If you use Xero as your accounting software and you open the profit-and-loss statement, that’s a guide to working out what your profit is, but we really need to make sure that we’re looking at what a potential buyer might be looking at. So we’ve got to adjust for things like, what would that business purchaser need to pay you (or another person) to run that business? Usually, they add back interest if you’re funding your business and it pays interest, because the buyer would need to take that into their own considerations. Things like depreciation usually come out of that. Any benefits that to you, as a business owner, that the incoming buyer might not need to keep on, like your car or optional international travel. Even business coaching; a buyer of your business will probably not continue some of those things, so that can come out of your expenses, and so it’s a bit of a different adjusted profit.
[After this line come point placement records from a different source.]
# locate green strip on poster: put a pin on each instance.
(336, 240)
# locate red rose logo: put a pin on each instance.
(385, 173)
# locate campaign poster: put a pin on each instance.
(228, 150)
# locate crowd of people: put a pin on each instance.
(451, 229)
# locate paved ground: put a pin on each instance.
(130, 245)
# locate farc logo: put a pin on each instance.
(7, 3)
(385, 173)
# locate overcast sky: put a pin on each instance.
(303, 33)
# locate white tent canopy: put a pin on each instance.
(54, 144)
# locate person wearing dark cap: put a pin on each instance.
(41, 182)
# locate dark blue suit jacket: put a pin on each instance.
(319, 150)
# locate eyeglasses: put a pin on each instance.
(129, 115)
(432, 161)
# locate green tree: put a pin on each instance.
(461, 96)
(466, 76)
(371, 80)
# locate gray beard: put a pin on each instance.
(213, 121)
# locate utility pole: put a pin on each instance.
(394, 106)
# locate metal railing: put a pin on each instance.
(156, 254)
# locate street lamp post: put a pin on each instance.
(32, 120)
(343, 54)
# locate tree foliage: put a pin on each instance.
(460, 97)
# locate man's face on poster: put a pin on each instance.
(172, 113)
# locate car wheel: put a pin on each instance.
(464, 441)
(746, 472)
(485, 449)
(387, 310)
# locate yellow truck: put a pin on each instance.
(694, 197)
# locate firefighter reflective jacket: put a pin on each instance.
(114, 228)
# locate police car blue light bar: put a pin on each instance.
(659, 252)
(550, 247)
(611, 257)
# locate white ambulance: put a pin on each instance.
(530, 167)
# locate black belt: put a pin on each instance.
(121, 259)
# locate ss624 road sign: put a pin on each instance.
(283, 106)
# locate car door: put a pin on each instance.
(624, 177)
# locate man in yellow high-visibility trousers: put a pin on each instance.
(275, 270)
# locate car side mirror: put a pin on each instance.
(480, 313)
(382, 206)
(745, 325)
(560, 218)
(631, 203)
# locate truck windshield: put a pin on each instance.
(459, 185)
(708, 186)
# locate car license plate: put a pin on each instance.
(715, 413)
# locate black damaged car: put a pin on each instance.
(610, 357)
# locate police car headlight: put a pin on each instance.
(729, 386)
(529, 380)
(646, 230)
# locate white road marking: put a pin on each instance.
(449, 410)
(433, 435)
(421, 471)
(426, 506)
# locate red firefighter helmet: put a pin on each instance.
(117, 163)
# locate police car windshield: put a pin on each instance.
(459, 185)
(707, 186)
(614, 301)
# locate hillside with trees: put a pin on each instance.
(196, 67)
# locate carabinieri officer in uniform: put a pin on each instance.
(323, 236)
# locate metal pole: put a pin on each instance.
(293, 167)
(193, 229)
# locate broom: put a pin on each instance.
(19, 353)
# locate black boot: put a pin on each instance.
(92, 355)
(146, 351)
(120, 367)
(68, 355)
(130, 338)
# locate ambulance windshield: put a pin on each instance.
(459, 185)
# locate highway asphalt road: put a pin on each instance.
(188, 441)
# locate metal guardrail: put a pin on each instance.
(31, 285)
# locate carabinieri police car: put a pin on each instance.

So, there’s a bit of method in the madness to work that out, but once you know how to calculate it, do you know what your adjusted profit is? Or do you know what your business multiple might be – or at least your industry average or benchmark? The other thing to consider with that is, do you know how to increase that? So, increasing your adjusted profit or increasing your business value. If you de-risk your business (or do things to reduce the risk), then you will end up increasing your business value.
If you’ve got higher profit and less hours, this means less key-person reliance. Ideally, more happiness as a result of those two things. They will mean increasing your business value.